MILWAUKEE -- In a political first for the city of Milwaukee, voters had a chance to take to the polls on a holiday (Memorial Day) on Monday, May 28th, and many lined up to cast their ballot in the recall election.
Nakida Humphrey helped people move from vans to the ballot box Monday. It was a ride especially meaningful for those with a disability, or needing some extra help.
"It can be difficult if you don't have transportation," one voter said.
Republicans say the transportation to the polls is on the left side of the political spectrum.

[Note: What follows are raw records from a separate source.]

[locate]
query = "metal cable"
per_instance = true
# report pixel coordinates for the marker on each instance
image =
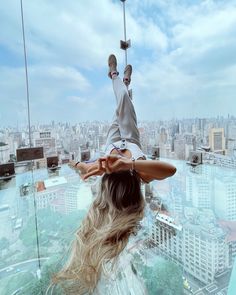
(124, 18)
(29, 124)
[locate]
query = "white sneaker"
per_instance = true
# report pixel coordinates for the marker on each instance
(112, 64)
(127, 75)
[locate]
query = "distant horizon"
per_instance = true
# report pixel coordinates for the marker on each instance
(230, 117)
(183, 58)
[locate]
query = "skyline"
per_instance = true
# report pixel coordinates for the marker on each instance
(182, 55)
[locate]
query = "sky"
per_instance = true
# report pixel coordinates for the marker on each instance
(182, 53)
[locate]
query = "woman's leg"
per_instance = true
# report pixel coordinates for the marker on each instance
(113, 134)
(125, 112)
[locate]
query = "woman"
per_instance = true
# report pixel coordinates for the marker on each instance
(119, 206)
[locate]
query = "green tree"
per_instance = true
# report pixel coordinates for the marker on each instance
(164, 278)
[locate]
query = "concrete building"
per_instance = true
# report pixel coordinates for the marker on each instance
(199, 245)
(217, 140)
(4, 152)
(225, 197)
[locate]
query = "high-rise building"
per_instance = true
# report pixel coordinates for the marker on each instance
(225, 197)
(4, 152)
(217, 140)
(199, 245)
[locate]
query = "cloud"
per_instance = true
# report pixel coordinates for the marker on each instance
(183, 55)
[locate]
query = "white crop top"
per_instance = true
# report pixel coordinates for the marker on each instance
(135, 150)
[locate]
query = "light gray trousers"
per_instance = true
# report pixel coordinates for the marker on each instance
(124, 125)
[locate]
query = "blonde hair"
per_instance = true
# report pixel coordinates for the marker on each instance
(104, 233)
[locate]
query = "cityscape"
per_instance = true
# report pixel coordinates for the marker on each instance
(190, 221)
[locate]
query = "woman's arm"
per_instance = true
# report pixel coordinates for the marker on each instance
(150, 170)
(94, 168)
(147, 169)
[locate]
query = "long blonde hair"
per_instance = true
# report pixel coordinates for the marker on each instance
(104, 233)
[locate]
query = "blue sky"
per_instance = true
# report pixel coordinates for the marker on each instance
(183, 55)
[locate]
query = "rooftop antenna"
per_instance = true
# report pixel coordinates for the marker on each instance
(125, 44)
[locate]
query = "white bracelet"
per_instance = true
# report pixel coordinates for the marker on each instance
(133, 165)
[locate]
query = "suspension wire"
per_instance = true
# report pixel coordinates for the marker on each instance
(124, 19)
(29, 124)
(26, 72)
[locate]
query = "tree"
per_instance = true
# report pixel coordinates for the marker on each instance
(164, 278)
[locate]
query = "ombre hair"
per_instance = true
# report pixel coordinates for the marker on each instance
(113, 216)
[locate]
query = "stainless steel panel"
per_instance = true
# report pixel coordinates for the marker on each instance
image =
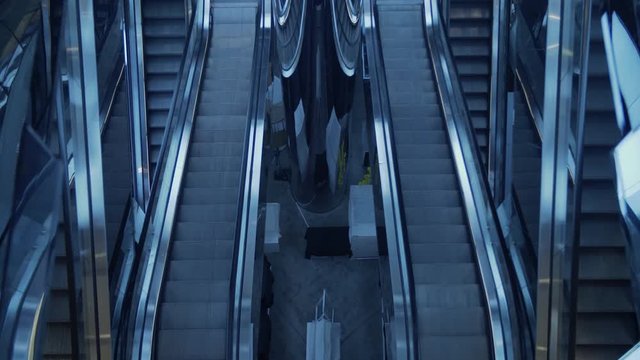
(476, 197)
(403, 322)
(85, 120)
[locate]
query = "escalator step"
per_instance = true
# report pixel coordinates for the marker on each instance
(193, 315)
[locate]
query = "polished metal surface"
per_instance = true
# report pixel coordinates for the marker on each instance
(527, 64)
(347, 33)
(475, 194)
(85, 120)
(403, 321)
(27, 249)
(134, 60)
(289, 33)
(605, 278)
(554, 239)
(165, 197)
(499, 125)
(242, 323)
(284, 8)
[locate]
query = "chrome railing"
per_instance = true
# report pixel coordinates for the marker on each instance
(289, 31)
(527, 66)
(26, 255)
(241, 331)
(476, 195)
(136, 339)
(404, 321)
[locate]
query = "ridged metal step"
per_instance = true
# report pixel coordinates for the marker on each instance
(451, 313)
(194, 305)
(164, 30)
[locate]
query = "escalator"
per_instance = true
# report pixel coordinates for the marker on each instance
(116, 157)
(164, 27)
(470, 32)
(606, 323)
(451, 311)
(527, 162)
(194, 304)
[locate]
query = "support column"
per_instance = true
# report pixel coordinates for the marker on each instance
(87, 148)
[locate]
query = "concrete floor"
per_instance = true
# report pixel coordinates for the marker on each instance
(352, 285)
(352, 288)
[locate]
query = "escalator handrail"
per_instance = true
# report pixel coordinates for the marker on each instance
(347, 65)
(283, 20)
(480, 209)
(405, 329)
(152, 252)
(534, 104)
(240, 334)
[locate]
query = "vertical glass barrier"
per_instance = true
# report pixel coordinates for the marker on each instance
(26, 247)
(528, 47)
(563, 113)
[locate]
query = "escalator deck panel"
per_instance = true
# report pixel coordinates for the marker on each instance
(193, 312)
(451, 312)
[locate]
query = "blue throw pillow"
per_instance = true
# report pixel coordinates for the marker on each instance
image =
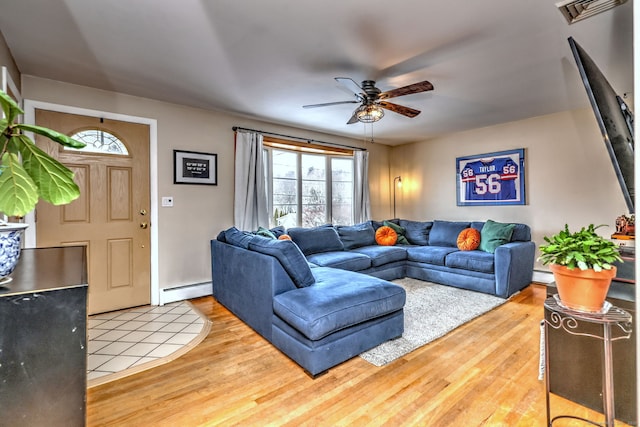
(277, 231)
(289, 255)
(417, 232)
(235, 237)
(265, 233)
(494, 234)
(317, 239)
(356, 236)
(445, 233)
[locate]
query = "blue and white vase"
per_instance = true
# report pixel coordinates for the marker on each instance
(10, 245)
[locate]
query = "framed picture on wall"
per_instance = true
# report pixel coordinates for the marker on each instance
(491, 179)
(192, 167)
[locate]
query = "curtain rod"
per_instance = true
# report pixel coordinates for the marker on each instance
(237, 128)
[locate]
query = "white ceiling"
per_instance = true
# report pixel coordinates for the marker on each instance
(490, 61)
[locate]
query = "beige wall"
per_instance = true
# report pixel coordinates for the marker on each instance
(6, 60)
(569, 177)
(199, 211)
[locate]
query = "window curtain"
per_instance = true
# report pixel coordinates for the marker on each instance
(250, 200)
(361, 199)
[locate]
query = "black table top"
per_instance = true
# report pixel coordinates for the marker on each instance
(44, 269)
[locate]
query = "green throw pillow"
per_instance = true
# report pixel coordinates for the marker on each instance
(400, 231)
(494, 234)
(265, 233)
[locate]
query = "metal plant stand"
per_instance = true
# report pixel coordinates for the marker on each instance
(616, 325)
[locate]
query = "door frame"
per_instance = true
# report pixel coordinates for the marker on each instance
(30, 107)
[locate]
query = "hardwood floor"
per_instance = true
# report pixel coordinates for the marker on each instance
(484, 373)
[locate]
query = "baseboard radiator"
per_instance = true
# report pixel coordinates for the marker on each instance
(180, 293)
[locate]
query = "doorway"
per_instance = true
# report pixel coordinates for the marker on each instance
(112, 215)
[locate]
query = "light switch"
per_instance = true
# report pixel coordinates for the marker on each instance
(167, 202)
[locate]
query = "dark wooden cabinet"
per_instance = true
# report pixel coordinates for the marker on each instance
(575, 362)
(43, 340)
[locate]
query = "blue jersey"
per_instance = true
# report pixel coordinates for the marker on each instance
(492, 179)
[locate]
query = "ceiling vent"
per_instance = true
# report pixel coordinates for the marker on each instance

"Groups like that, you see the president's Organizing for America, you see MoveOn.org, you see all these liberal special interest groups out there - many of them driven by Washington," Gov. Walker said.
"What I was saying yesterday in the churches is (Gov. Walker) has mountains and mountains of money, and my hope is we'll have lines and lines of people," Barrett said.
Wisconsin Jobs Now officials say they are not telling people who to vote for, but simply providing a means for people to cast a ballot. The transportation assistance is playing a role in higher than anticipated numbers of in-person absentee voters.
The Milwaukee County Election Commission said voters lined up starting at 9:00 a.m. Monday, and they saw a steady line of voters throughout the day.
Elections officials say they believe the number of absentee voters will continue to rise.
In-person absentee voting ends at 5:00 p.m. the Friday before the election (June 1st). Those mailing in absentee ballots must have them postmarked by election day (June 5th).